Since it’s Father’s Day, in honor of all the heroic dads out there, we are talking about comic books! Many parents like to read them with their kiddos and a variety of language skills can be practiced while perusing comics. For some of the tasks below, reading the story isn’t even necessary!
If you are not reading the story and simply perusing the pictures, try asking some of our simple questions. If you and your kiddo are reading the story, our complex questions will delve more into their comprehension of the plot. Either way, when posing our suggested questions, first see if your child can answer. If they are having difficulty, try repeating the question again to let them process what is being asked. If this is not enough support, you can provide 2-3 verbal choices. If they still need assistance, you can provide a visual cue by pointing towards the picture answer on the page. Here are some suggested questions:
Where are they?
Who is that?
Where is ___________? (Insert character or any vocabulary word)
What is _________ doing? (Insert character name)
Who is wearing a purple cape? (Or any other color combined with item of clothing)
What is the story mostly about?
Who is the main character?
Where does the story take place?/What is the setting?
Who is the villain?
What is the problem or conflict in the story?
What is the solution to the problem?
What three words can describe the hero?
What three words can describe the villain?
What will happen next? Why?
How does ____________ feel here? How can you tell? (Insert character name)
What do you like about the story?
What do you dislike about the story?
Just looking at the pictures can be fun! If your kiddo is not into reading the story, simply exploring the illustrations is fine! You can still test their receptive language skills by asking them to point to different items or characters. Based on your child’s language level, you can provide one-step or multi-step directives. Here are some examples of both:
Find someone with a blue cape.
Turn the page.
First point to Superman, and then point to Lois Lane.

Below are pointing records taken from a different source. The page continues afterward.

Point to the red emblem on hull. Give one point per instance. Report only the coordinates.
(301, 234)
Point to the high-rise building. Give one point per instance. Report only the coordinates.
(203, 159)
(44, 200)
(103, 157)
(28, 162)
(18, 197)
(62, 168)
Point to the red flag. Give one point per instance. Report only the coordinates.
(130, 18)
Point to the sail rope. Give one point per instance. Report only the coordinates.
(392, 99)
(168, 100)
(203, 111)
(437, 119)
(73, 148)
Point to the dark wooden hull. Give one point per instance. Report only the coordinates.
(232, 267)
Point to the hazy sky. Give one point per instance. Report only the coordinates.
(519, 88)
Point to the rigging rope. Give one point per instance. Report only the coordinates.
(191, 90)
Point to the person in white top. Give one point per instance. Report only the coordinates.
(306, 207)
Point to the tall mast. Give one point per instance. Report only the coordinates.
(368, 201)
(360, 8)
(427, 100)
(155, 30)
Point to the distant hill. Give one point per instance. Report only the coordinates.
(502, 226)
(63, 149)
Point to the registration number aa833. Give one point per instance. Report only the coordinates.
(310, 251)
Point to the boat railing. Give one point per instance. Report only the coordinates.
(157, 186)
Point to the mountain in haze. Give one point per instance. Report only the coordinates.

Before you close the book, find Thor.
Comics have many illustrations on a page. Children often require practice listening to complex sentences and ensuring they comprehend all the parts presented. Select one picture and describe it. Your child will have to scan the page to find the correct one that has all the components mentioned. (i.e. This picture has a woman falling off a building and Superman is about to catch her.)
Many children with ASD have difficulty identifying the emotions of others. Illustrators draw such vivid pictures in comics and this creates a great opportunity to discuss the features of faces portraying different feelings. Here are some sample discussion questions:
Who looks angry?
How do we know ______ is angry?
Superman has red eyes. Do real people get red eyes when they are mad?
How do you know this character is scared?
What else tells us that someone is sad?